Jeremy Bates put the grass beneath his feet yesterday and the feeling was pretty good. He enjoys his home comforts and, while others have given the Beckenham tournament a wide berth this year, he continues to turn up. What is more, he might just be about to answer his country's call once more.

During the winter, Bates declared that he was no longer minded to shoulder the burden of Britain's hopes in the Davis Cup and suggested, at 32, it was time the younger breed took over.
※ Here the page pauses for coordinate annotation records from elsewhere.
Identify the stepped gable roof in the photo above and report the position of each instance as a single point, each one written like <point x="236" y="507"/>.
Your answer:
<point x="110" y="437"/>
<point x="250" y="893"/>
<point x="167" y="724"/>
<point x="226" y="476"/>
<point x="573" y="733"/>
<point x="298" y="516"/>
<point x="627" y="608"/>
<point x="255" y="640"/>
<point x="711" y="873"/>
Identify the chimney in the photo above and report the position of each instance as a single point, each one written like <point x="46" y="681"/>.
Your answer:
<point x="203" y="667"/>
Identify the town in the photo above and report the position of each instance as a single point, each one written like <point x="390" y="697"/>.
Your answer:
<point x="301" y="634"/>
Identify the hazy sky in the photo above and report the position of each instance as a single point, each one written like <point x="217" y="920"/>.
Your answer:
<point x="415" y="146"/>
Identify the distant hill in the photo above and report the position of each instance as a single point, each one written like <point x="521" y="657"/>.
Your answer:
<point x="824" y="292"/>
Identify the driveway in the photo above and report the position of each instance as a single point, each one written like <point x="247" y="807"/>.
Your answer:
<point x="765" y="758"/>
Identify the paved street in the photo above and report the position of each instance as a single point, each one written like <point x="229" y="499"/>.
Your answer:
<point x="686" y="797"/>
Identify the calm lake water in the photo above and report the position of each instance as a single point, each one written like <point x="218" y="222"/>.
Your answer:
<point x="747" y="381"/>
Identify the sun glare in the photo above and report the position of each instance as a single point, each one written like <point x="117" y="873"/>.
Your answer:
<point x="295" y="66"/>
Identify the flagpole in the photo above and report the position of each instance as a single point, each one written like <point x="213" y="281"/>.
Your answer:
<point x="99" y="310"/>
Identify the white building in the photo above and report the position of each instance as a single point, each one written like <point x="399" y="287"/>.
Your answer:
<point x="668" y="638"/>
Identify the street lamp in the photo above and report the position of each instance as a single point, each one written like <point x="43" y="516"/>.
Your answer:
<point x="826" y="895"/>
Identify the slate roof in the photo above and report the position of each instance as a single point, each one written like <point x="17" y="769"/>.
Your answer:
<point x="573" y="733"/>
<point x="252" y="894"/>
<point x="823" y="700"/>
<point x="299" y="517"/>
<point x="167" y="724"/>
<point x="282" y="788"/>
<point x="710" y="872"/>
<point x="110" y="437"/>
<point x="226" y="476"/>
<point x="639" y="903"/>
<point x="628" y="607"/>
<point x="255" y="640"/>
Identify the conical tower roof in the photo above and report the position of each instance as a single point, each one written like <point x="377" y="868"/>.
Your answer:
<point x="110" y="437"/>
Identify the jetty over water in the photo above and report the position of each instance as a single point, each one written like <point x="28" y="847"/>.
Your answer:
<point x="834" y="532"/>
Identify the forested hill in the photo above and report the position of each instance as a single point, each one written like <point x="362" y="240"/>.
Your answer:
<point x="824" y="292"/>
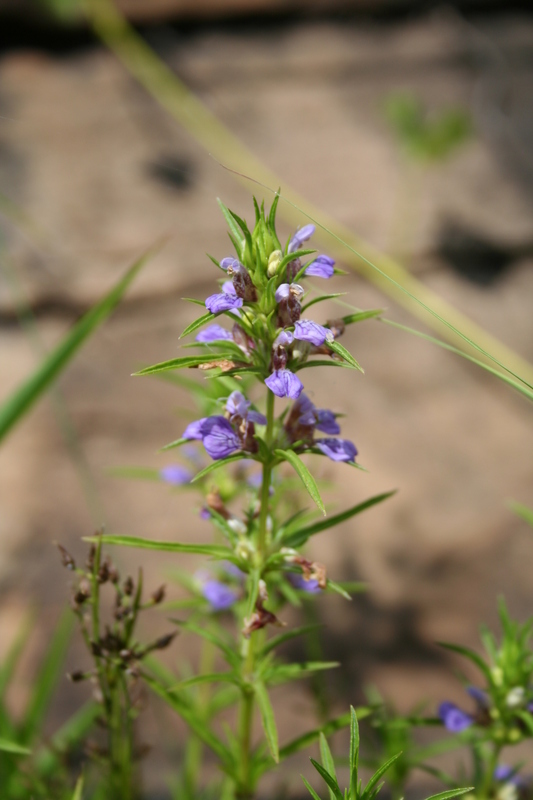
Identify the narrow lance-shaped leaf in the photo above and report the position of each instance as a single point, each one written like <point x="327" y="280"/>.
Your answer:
<point x="33" y="387"/>
<point x="307" y="479"/>
<point x="267" y="717"/>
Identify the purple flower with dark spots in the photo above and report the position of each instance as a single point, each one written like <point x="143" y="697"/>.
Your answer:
<point x="308" y="331"/>
<point x="219" y="439"/>
<point x="326" y="422"/>
<point x="301" y="236"/>
<point x="214" y="333"/>
<point x="175" y="474"/>
<point x="284" y="383"/>
<point x="298" y="581"/>
<point x="321" y="267"/>
<point x="454" y="718"/>
<point x="230" y="262"/>
<point x="219" y="596"/>
<point x="224" y="301"/>
<point x="337" y="449"/>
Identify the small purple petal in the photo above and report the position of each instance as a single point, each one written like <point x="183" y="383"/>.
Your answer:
<point x="282" y="292"/>
<point x="326" y="422"/>
<point x="216" y="303"/>
<point x="229" y="261"/>
<point x="298" y="581"/>
<point x="300" y="237"/>
<point x="237" y="404"/>
<point x="219" y="596"/>
<point x="214" y="333"/>
<point x="337" y="449"/>
<point x="308" y="331"/>
<point x="479" y="696"/>
<point x="455" y="719"/>
<point x="194" y="429"/>
<point x="175" y="474"/>
<point x="284" y="383"/>
<point x="283" y="339"/>
<point x="322" y="267"/>
<point x="221" y="440"/>
<point x="257" y="417"/>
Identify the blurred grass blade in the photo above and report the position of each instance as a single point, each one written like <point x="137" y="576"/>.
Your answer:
<point x="50" y="672"/>
<point x="387" y="274"/>
<point x="33" y="387"/>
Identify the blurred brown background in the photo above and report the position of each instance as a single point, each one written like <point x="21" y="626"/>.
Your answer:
<point x="102" y="172"/>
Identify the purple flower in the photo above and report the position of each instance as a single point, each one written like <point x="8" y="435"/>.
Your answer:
<point x="219" y="596"/>
<point x="285" y="383"/>
<point x="308" y="331"/>
<point x="237" y="406"/>
<point x="194" y="430"/>
<point x="224" y="301"/>
<point x="455" y="719"/>
<point x="219" y="438"/>
<point x="326" y="422"/>
<point x="298" y="581"/>
<point x="214" y="333"/>
<point x="337" y="449"/>
<point x="479" y="696"/>
<point x="322" y="267"/>
<point x="286" y="289"/>
<point x="300" y="237"/>
<point x="175" y="474"/>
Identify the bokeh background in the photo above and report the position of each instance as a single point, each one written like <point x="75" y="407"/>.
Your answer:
<point x="93" y="171"/>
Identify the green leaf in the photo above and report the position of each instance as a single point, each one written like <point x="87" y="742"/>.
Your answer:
<point x="321" y="298"/>
<point x="472" y="656"/>
<point x="327" y="762"/>
<point x="197" y="324"/>
<point x="221" y="462"/>
<point x="299" y="537"/>
<point x="267" y="717"/>
<point x="194" y="720"/>
<point x="310" y="789"/>
<point x="377" y="775"/>
<point x="215" y="550"/>
<point x="49" y="674"/>
<point x="184" y="362"/>
<point x="522" y="511"/>
<point x="33" y="387"/>
<point x="307" y="479"/>
<point x="338" y="348"/>
<point x="13" y="747"/>
<point x="329" y="779"/>
<point x="447" y="795"/>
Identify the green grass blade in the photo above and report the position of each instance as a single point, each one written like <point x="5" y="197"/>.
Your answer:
<point x="306" y="477"/>
<point x="22" y="399"/>
<point x="299" y="537"/>
<point x="215" y="550"/>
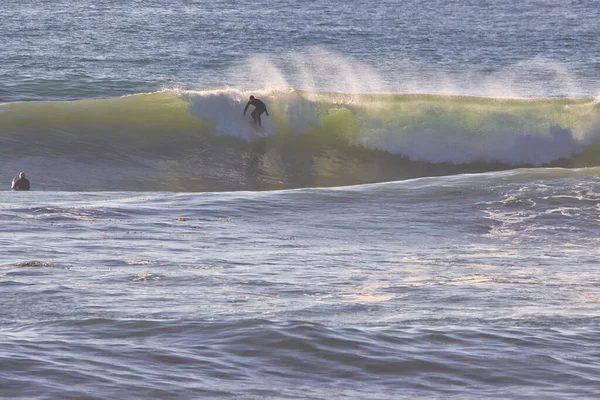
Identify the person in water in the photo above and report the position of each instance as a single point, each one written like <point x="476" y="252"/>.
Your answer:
<point x="22" y="183"/>
<point x="259" y="108"/>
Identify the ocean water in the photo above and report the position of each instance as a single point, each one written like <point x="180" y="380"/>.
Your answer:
<point x="418" y="217"/>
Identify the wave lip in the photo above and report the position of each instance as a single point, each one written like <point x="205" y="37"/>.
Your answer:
<point x="199" y="140"/>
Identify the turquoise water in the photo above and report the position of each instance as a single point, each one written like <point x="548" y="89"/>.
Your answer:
<point x="417" y="218"/>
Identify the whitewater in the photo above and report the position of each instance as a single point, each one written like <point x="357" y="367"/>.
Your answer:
<point x="418" y="216"/>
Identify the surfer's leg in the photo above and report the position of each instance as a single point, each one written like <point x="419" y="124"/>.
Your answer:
<point x="258" y="116"/>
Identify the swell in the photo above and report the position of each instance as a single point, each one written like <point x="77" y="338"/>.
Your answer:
<point x="199" y="140"/>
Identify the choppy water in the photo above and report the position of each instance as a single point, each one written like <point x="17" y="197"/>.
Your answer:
<point x="417" y="218"/>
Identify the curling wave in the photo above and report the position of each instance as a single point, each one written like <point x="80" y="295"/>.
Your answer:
<point x="199" y="140"/>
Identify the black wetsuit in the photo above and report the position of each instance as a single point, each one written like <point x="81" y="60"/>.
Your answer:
<point x="260" y="108"/>
<point x="21" y="184"/>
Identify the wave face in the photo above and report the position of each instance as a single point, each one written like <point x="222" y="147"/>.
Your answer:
<point x="199" y="140"/>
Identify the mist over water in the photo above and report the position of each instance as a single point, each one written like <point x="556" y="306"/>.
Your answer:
<point x="417" y="217"/>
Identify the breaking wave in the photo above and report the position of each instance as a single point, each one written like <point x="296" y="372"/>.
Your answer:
<point x="199" y="140"/>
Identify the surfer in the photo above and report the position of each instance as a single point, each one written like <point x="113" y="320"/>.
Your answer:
<point x="259" y="108"/>
<point x="22" y="183"/>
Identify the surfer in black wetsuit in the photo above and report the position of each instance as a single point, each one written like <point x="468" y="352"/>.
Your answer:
<point x="22" y="183"/>
<point x="259" y="108"/>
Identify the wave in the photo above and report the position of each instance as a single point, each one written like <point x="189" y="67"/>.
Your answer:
<point x="199" y="140"/>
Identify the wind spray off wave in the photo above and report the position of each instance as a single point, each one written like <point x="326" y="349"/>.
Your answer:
<point x="201" y="141"/>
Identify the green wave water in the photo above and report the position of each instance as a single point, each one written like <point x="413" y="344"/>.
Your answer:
<point x="199" y="140"/>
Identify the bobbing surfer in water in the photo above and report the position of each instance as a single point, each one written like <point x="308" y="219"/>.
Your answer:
<point x="22" y="183"/>
<point x="259" y="108"/>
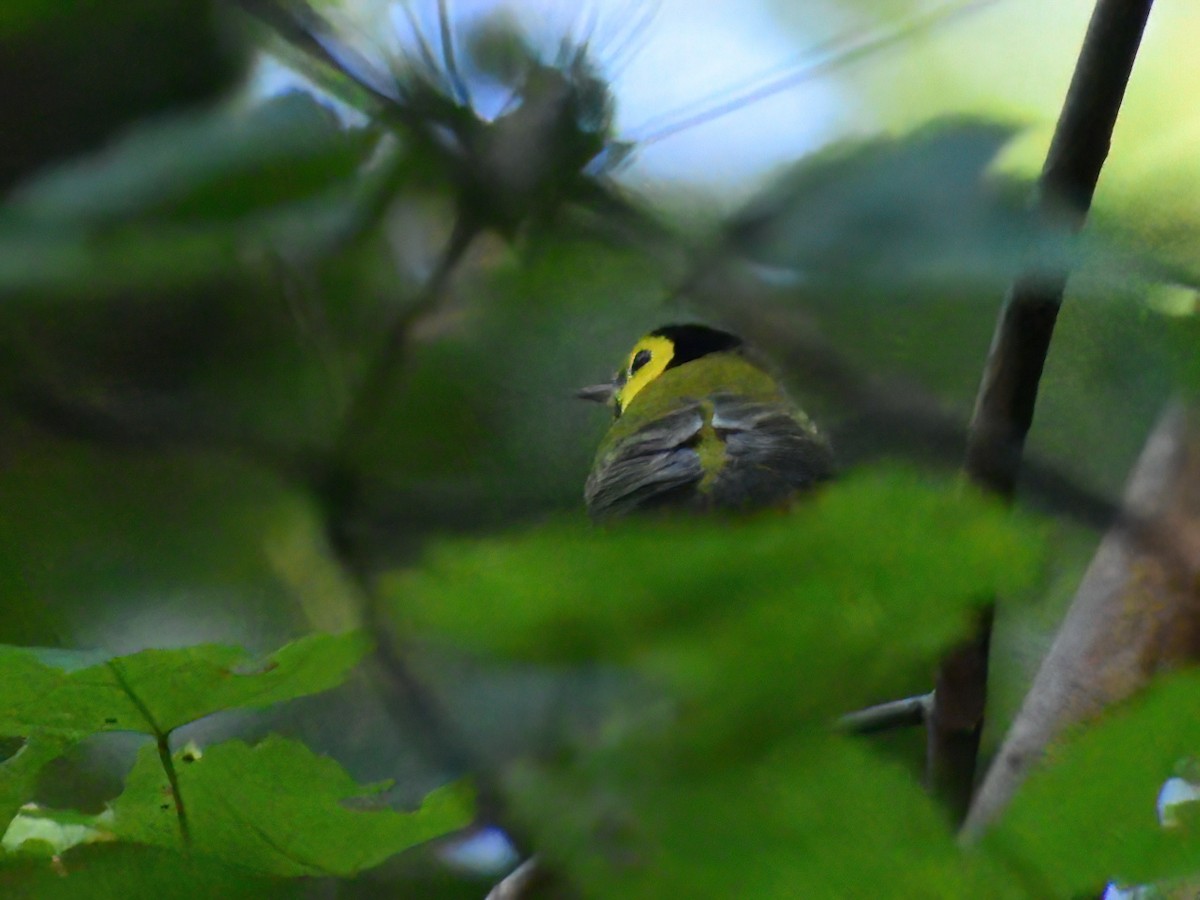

Since then we have lost to Slovakia, and David Lloyd, the new British captain, has waved the flag and invited him to grasp it.

"I have spoken to David recently, but I would rather leave any decision until I have got back to him," Bates said. "Ask me again in two days' time and I might have an answer."

Next month's confrontation with mighty Monaco at Eastbourne will determine whether Britain is to sink into the Euro-African zone, and Lloyd would have been impressed yesterday as Bates swept aside countryman Colin Beecher in the first round.

It was routine business, Bates detained a mere 66 minutes for his 6-3, 6-2 victory which gives him a second-round match with another Englishman, Andrew Foster, who put out Bong-Soo Kim of Korea.

What might be encouraging Bates is that with Greg Rusedski now a fully committed Brit, he is no longer the home player with the highest computer ranking. For the first time since 1987, he could compete knowing that most of the attention and pressure would be focused elsewhere.

There have been dissenting voices among the squad with regard to the arrival of the Canadian-born Rusedski, but not from the Solihull quarter. "Greg is a very good player and a decent guy. It is not a problem for me that he has come in at the top because I am winding down my career, but I do have sympathy for someone like Mark Petchey, because he has worked all over the globe to try and get the No 1 spot."

Having disappointed the organisers here - a bout of tonsilitis proving difficult to shake off - the unveiling of Rusedski is expected next week at the Stella Artois Championships. Bates is in no doubt that he will go down a storm. "He will do well on grass, his service is quite staggering. Guys like Ivanisevic serve big but he is not in Greg's class. He has so much variation."

The men's draw lost its No 1 seed yesterday when the Australian Jason Stoltenberg made a first-round exit. His demise meant that Lan Bale of South Africa went from "lucky loser" - beaten in the last qualifying round, his was very much a backdoor route into the main competition - to "most delighted winner" in the space of a couple of hours.